Tax bar seeing more settlements in disputes with CRA

Tax Court rule changes and higher dollar amounts at stake are among reasons for trend, say lawyers

Tax bar seeing more settlements in disputes with CRA
Margaret Nixon

More disputes between taxpayers and the Canada Revenue Agency are being settled outside of court, according to tax-law experts.

Tax lawyers point to several factors leading to the trend, including Tax Court rule changes, the CRA taking more aggressive assessment positions and increasingly higher amounts at stake in disputes.

In 2014, to enhance frugality with court resources, Tax Court rule changes allowed the court to order a settlement conference either by request of the parties or through its own initiative, says Margaret Nixon, a partner and litigator in Stikeman Elliott LLP’s tax group. Nixon adds the amendments also allowed for larger costs awards where a settlement offer has been made.

Also encouraging parties to avoid trial is the CRA’s increasingly aggressive assessment positions, says Ron Choudhury, national lead for Miller Thomson LLP’s sales tax speciality group.

The amounts at issue are also on the rise.

“The dollars at stake with tax disputes in Canada are increasing in quantum and magnitude, and as a result, there's a natural tendency to have the certainty that a settlement would provide,” says Larry Nevsky, a partner in Dentons national tax group.

The trend is exemplified in two recent high-profile cases, involving significant sums, says Nixon. CIBC and the CRA had been fighting for years after the bank tried to deduct from their business income the approximately $3 billion in settlement, interest and legal costs they owed from a class-action lawsuit which stemmed from the bankruptcy of Enron. After years of pre-trial motions, the parties were set for a “lengthy trial” but then settled the appeal earlier this year, says Nixon. Another example is the settlement reached in Dec. 2018 between the CRA and Wheaton Precious Metals, which had appealed a reassessment which found income earned by the company’s foreign subsidiaries should been taxed in Canada. The Wheaton case involved hundreds of millions of dollars, says Nixon.

The trend towards more settlements is largely being driven by the Tax Court, she says. Before the 2014 rule-change, costs in tax disputes would be awarded “in accordance with the tariff,” which was a problem because “the amounts in the tariffs are very small and do not even come close to compensating parties for the actual cost of the litigation,” she says.

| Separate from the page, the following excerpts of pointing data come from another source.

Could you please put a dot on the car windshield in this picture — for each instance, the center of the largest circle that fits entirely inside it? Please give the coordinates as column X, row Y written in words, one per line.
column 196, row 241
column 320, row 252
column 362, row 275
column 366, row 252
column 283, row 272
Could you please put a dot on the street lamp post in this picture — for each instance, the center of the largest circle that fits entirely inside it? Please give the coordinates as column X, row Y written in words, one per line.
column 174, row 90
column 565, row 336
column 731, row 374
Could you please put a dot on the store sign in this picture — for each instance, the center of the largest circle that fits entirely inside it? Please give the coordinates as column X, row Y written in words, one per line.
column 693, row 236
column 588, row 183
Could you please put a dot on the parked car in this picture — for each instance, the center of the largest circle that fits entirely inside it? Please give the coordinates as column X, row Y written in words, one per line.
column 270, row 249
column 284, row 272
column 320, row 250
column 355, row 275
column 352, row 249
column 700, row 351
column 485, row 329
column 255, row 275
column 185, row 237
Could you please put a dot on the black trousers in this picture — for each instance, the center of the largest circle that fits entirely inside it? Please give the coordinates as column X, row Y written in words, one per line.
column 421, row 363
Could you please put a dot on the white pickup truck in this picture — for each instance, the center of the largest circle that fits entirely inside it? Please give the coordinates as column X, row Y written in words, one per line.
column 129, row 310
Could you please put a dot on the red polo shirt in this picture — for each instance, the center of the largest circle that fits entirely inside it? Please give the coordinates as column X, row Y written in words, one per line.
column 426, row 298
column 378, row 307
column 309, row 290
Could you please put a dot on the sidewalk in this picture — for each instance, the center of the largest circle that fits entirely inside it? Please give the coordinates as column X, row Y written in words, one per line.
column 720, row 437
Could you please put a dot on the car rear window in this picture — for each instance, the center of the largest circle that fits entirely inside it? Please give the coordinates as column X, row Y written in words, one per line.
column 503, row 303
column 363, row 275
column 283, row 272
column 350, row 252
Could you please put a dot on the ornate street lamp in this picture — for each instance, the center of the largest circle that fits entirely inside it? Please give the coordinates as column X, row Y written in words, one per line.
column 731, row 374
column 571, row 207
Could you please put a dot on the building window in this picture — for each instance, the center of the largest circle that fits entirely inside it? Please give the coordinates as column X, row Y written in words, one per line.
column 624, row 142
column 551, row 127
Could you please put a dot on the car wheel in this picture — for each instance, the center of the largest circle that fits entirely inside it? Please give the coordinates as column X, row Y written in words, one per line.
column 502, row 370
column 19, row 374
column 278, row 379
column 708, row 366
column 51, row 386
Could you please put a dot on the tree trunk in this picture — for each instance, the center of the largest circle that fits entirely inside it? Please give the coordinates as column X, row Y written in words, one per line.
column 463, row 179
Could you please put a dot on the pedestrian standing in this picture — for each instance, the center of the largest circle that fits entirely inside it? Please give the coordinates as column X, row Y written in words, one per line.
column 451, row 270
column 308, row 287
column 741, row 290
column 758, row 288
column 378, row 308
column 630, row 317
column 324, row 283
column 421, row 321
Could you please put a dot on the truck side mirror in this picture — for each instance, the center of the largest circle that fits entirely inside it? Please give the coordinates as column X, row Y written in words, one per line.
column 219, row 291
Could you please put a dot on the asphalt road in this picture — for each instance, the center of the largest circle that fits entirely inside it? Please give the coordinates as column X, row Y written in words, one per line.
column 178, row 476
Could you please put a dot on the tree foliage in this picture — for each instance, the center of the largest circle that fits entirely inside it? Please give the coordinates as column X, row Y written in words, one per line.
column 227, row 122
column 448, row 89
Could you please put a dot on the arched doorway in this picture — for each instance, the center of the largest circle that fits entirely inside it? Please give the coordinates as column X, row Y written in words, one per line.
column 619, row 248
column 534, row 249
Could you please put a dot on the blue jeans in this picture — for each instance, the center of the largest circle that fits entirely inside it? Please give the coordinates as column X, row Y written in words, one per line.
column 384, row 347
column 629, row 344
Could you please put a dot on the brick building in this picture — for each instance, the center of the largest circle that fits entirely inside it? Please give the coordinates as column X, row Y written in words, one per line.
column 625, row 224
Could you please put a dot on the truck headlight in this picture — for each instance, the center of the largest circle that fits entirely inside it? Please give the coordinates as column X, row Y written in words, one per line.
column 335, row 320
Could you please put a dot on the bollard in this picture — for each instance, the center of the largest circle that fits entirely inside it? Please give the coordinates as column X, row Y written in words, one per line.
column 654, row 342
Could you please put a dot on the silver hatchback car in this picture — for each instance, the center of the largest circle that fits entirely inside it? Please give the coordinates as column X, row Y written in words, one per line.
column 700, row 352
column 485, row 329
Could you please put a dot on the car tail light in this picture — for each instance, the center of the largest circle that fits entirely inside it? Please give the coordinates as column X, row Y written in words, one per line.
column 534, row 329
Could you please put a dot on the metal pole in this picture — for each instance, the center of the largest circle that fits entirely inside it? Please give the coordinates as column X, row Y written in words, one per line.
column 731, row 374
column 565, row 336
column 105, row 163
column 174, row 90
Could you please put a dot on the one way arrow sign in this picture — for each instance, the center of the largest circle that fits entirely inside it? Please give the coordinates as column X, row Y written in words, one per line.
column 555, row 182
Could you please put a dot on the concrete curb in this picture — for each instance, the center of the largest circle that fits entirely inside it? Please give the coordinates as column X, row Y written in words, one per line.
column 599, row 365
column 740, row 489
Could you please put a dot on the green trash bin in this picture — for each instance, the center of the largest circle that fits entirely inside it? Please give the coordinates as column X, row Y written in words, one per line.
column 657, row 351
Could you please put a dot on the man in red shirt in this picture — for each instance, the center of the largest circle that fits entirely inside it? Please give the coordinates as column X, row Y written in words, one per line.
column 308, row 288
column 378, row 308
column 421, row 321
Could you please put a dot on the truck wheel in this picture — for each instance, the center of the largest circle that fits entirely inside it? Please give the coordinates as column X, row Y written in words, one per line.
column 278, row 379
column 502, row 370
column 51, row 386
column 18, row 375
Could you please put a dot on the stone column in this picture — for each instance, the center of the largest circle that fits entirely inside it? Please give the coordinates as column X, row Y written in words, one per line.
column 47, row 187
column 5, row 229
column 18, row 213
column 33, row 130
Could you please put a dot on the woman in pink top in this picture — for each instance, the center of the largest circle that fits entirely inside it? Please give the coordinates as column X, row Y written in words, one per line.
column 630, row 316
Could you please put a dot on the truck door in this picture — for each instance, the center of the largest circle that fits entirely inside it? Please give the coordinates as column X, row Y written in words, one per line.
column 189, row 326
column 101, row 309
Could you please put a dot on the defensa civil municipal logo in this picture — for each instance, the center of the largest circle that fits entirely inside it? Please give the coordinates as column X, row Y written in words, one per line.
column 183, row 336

Under the new rules, if the taxpayer makes a settlement offer at least 90 days before trial and their subsequent judgment is as much or more than the settlement offer, they are entitled to 80 per cent of the legal costs incurred after they made the offer, Nixon says.

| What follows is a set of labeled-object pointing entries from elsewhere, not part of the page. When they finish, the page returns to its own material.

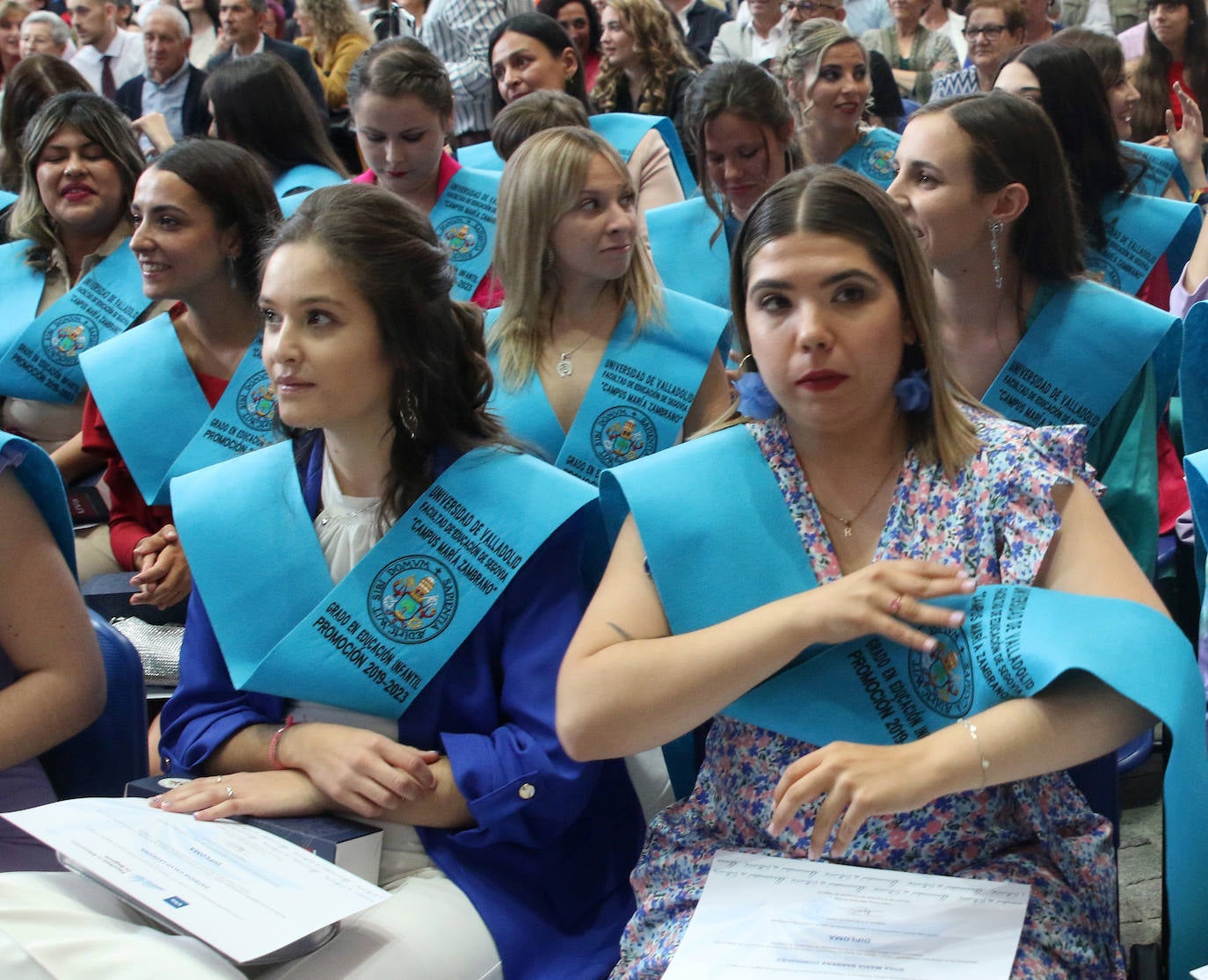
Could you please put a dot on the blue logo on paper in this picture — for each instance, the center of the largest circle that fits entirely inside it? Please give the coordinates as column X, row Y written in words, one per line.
column 413, row 599
column 622, row 434
column 943, row 677
column 465, row 237
column 877, row 161
column 68, row 338
column 256, row 403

“There's a similar rule for settlement offers made by the Crown. The awarding of higher costs in tax cases was a strong motivating factor for parties to settle,” she says.

Nixon adds that the court is also taking more frequent advantage of the power to convene settlement conferences, which, along with the rule change increasing cost awards, was done to “encourage settlement” and “preserve judicial resources.”

“Most taxpayers are willing to settle at the right price,” Nixon says. “The challenge is that the Crown can only settle tax disputes on a principled basis. This means that the settlement must be in accordance with the law on the facts as the CRA understands them.”

A settlement in the tax court is unlike a settlement in civil litigation, as the Tax Court is a statutory court, rather than a court of equity, says Choudhury. Unlike settlements in other lawsuits, if the CRA has assessed a taxpayer for $1 million and the taxpayer’s position is that they owe $100,000, they cannot meet in the middle and settle for $550,000. In tax matters, the settlement amount reached is the result of one or the other side conceding on one or more aspects of their case – for example the CRA forgoing a particular taxation year or reporting period – and those concessions must be based on there being no legal justification for the issue conceded to, he says.

As to why these concessions are becoming more numerous, Choudhury says society’s increasing wealth is a key factor, with greater income, leading to larger tax bills and more expensive consequences when losing a fight with the CRA.

“In the past, a $100-million deal used to be a big deal. Nowadays, that's a mid-sized deal. A $500-million deal is a big deal, he says.

Now, with businesses – many owner-operated – seeing GST assessments worth $5 and $10 million, they are increasingly attracted to the certainty of a settlement to avoid litigation and, possibly, a larger assessment, he says.

The higher dollar amounts are exacerbated by a more aggressive tax man, says Choudhurry.

“The CRA is taking an increasingly aggressive assessment position,” he says. “We're seeing that they are taking assessment positions that are sometimes just not sustainable.”

Whether caused by the money at stake, the rule changes or the positions taken by the CRA, the higher rate of settlements are a step in the right direction and welcomed by the tax bar, says Nixon.

“Overall the tax bar has reacted positively to the trend towards settlement,” she says. “Many practitioners felt that the rule change regarding enhanced cost towards where a settlement offer has been made was long overdue, the tariff was simply inadequate to address the rising cost and complexity of tax disputes.”